International Financial Institutions

World leaders returned home on Sept. 26 after backing a new vision for economic governance, with bold plans to fix global imbalances and give more clout to emerging giants such as China and India. They left the G20 summit in Pittsburgh with agreement to give developing countries greater voting rights at two major financial institutions - the IMF and the World Bank. The Washington Post reports the move increases developing nations' quota of representation shares by 5 percent at the IMF and 3 percent at the World Bank. Reforming the structure of those institutions is key to helping prevent future crisis, said Former IMF Chief Economist Simon Johnson. Countries such as China, South Korea and Japan began building huge reserves in the wake of the Asian financial crisis in the 1990s and their bad experiences with the IMF. "They have to believe in the IMF so they don't build huge reserves," Johnson said.

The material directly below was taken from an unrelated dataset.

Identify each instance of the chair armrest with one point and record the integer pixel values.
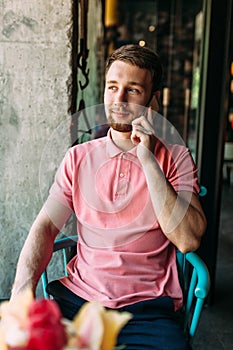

Developing countries will need as much as USD 100 billion per year until 2050 to adapt to climate change, an amount that would nearly double current foreign aid flows from developed nations, Bloomberg reported the World Bank said. Poorer nations need between USD 75 billion and USD 100 billion annually to "enjoy the same level of welfare in the future world as they would have without climate change," the World Bank said in a report released in Bangkok. Rich countries gave a record USD 119.8 billion in aid last year, according to the OECD. "The World Bank study makes plain that taking action in favor of adaptation now can result in future savings and reduce unacceptable risks," Bert Koenders, the Netherlands' minister for Development Cooperation, said in a statement. "At this point, the costs this will entail can still be borne by the international community."